Study Setting and Population
The study site was an urban, academic ED that receives 130,000 annual visits. The medical record in use in the ED was electronic (Picis IBEX). The ED has a dedicated “callback” nurse who is notified of positive test results and attempts to contact the patient to inform them and encourage treatment, and documents these attempts in the medical record. Cases unable to be reached are referred to the state Department of Public Health (DPH) for further outreach.
All adult and pediatric ED patient visits in the eligible period who had a GenProbe Aptima Combo TMA Assay test result for NG or CT were considered eligible for chart review. A random sample of 500 that were positive for either NG or CT (cases) were selected from the total number of cases and included in data analysis. We included all patients older than 15 years. We excluded from analysis any patient who had a test repeated within 3 weeks of a positive test result as they were considered treatment follow-ups rather than “new” infection, victims of sexual assault, eloped before physician evaluation, and patients whose laboratory specimen was inadequate to interpret results.
To improve accuracy and minimize inconsistencies, previously accepted methodological guidelines were followed up for chart review.7 In brief, before the start, variables were defined and categorized.

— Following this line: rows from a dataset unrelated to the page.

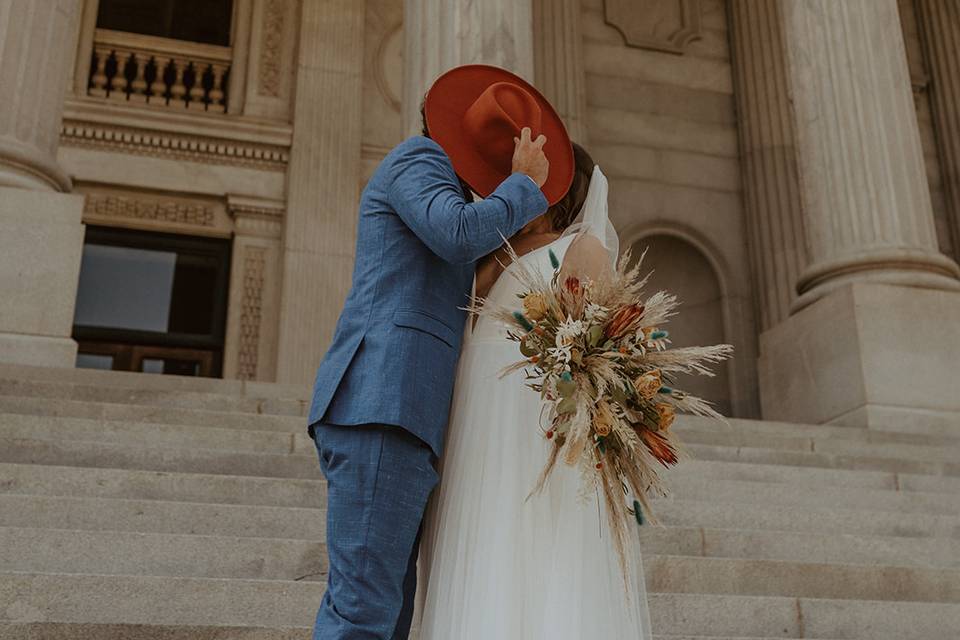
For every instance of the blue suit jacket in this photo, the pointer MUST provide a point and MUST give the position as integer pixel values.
(396, 345)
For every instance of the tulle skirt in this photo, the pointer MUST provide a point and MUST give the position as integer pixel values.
(496, 565)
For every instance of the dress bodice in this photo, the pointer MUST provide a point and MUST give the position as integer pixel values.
(505, 290)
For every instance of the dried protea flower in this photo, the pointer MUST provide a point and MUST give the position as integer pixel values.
(623, 320)
(659, 446)
(648, 384)
(603, 419)
(666, 414)
(535, 306)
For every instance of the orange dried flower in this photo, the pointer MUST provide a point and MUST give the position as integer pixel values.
(659, 446)
(666, 414)
(623, 320)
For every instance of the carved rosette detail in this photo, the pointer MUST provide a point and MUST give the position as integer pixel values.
(160, 210)
(661, 25)
(251, 311)
(271, 48)
(180, 147)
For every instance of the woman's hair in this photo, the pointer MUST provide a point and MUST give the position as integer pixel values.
(564, 212)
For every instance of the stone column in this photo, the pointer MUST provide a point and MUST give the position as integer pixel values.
(442, 34)
(322, 184)
(866, 199)
(558, 61)
(42, 236)
(768, 156)
(251, 344)
(870, 341)
(940, 28)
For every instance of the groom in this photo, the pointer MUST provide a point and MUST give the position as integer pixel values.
(382, 394)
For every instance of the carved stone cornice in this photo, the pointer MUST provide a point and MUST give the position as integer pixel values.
(661, 25)
(110, 205)
(271, 48)
(256, 217)
(179, 146)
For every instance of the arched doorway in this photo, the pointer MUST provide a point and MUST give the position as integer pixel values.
(681, 268)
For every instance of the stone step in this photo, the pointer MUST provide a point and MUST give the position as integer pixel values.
(162, 516)
(269, 440)
(158, 554)
(148, 600)
(268, 521)
(58, 407)
(124, 379)
(736, 576)
(70, 452)
(815, 547)
(62, 631)
(198, 556)
(136, 484)
(178, 398)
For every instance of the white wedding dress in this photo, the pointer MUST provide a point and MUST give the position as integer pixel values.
(494, 564)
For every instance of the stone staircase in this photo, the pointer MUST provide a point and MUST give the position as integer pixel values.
(137, 507)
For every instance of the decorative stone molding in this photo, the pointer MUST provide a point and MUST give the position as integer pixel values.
(558, 61)
(154, 211)
(251, 311)
(271, 48)
(661, 25)
(385, 84)
(165, 144)
(115, 206)
(256, 217)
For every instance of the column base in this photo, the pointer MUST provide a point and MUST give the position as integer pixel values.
(871, 355)
(41, 242)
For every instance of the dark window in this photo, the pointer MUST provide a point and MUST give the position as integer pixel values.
(194, 20)
(152, 302)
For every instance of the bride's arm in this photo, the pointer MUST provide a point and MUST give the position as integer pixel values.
(586, 259)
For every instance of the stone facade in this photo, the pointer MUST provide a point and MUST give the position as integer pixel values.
(787, 166)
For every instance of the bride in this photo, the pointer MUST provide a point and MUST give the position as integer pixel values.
(497, 564)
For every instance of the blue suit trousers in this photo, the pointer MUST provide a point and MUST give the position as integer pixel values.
(378, 481)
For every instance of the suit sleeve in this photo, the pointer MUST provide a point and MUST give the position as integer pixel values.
(426, 195)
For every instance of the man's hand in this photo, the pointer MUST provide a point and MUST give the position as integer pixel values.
(528, 157)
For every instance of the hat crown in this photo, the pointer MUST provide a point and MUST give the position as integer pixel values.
(496, 117)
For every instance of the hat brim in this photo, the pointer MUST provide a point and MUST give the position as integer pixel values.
(450, 97)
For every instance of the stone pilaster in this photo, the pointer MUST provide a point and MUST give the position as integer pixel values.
(42, 236)
(442, 34)
(36, 41)
(558, 61)
(768, 156)
(940, 28)
(867, 208)
(866, 343)
(322, 184)
(251, 343)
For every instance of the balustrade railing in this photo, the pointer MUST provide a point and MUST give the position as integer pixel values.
(129, 67)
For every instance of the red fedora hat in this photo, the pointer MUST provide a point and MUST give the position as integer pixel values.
(475, 111)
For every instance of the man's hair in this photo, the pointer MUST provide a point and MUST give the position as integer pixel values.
(564, 212)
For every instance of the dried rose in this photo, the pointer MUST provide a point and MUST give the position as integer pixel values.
(648, 384)
(535, 306)
(659, 446)
(623, 320)
(572, 285)
(666, 414)
(603, 420)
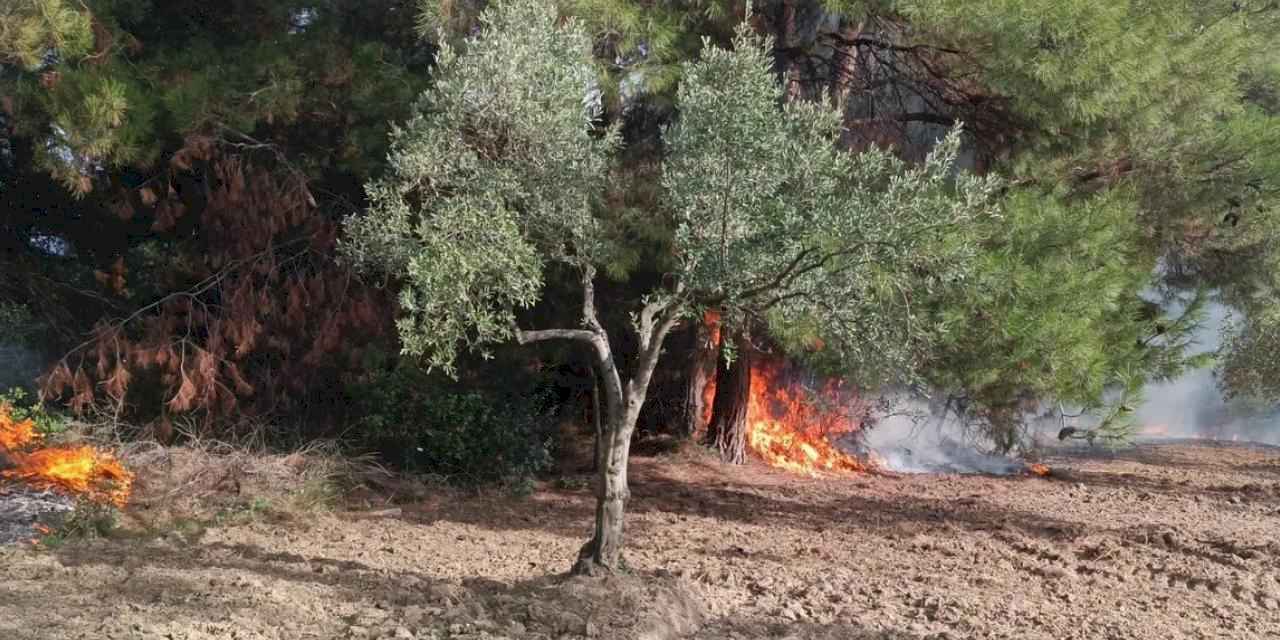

Three chart abstractors were trained using 10 “practice” medical records and a standardized data collection form. Data coding rules were developed and meetings were held throughout the abstraction period with all investigators and abstractors present to resolve discrepancies in findings. Double-data abstraction was completed on a 10% random sample of charts.
Data obtained from the medical record included test results for NG and CT, demographic data, presence/absence of symptoms and risky behaviors in the patient's history of present illness, presence/absence of physical examination signs documented by ED provider, and antibiotics given during ED visit and prescribed for outpatient use. Charts with a positive result for NG or CT were further analyzed for successful follow-up contact to inform patient of test result. For those not given antibiotics at initial visit, contact by the follow-up nurse, presence of subsequent ED visits with medications administered or prescribed, or phoned/faxed-in prescriptions of appropriate antibiotics were abstracted as well.
Antibiotics were considered appropriate for NG or CT if they were listed as appropriate therapy in the CDC publication, 2010 STD Treatment Guidelines (see Table 1). A patient was considered to have received correct presumptive treatment during their ED visit if they were given antibiotics appropriate for both NG and CT.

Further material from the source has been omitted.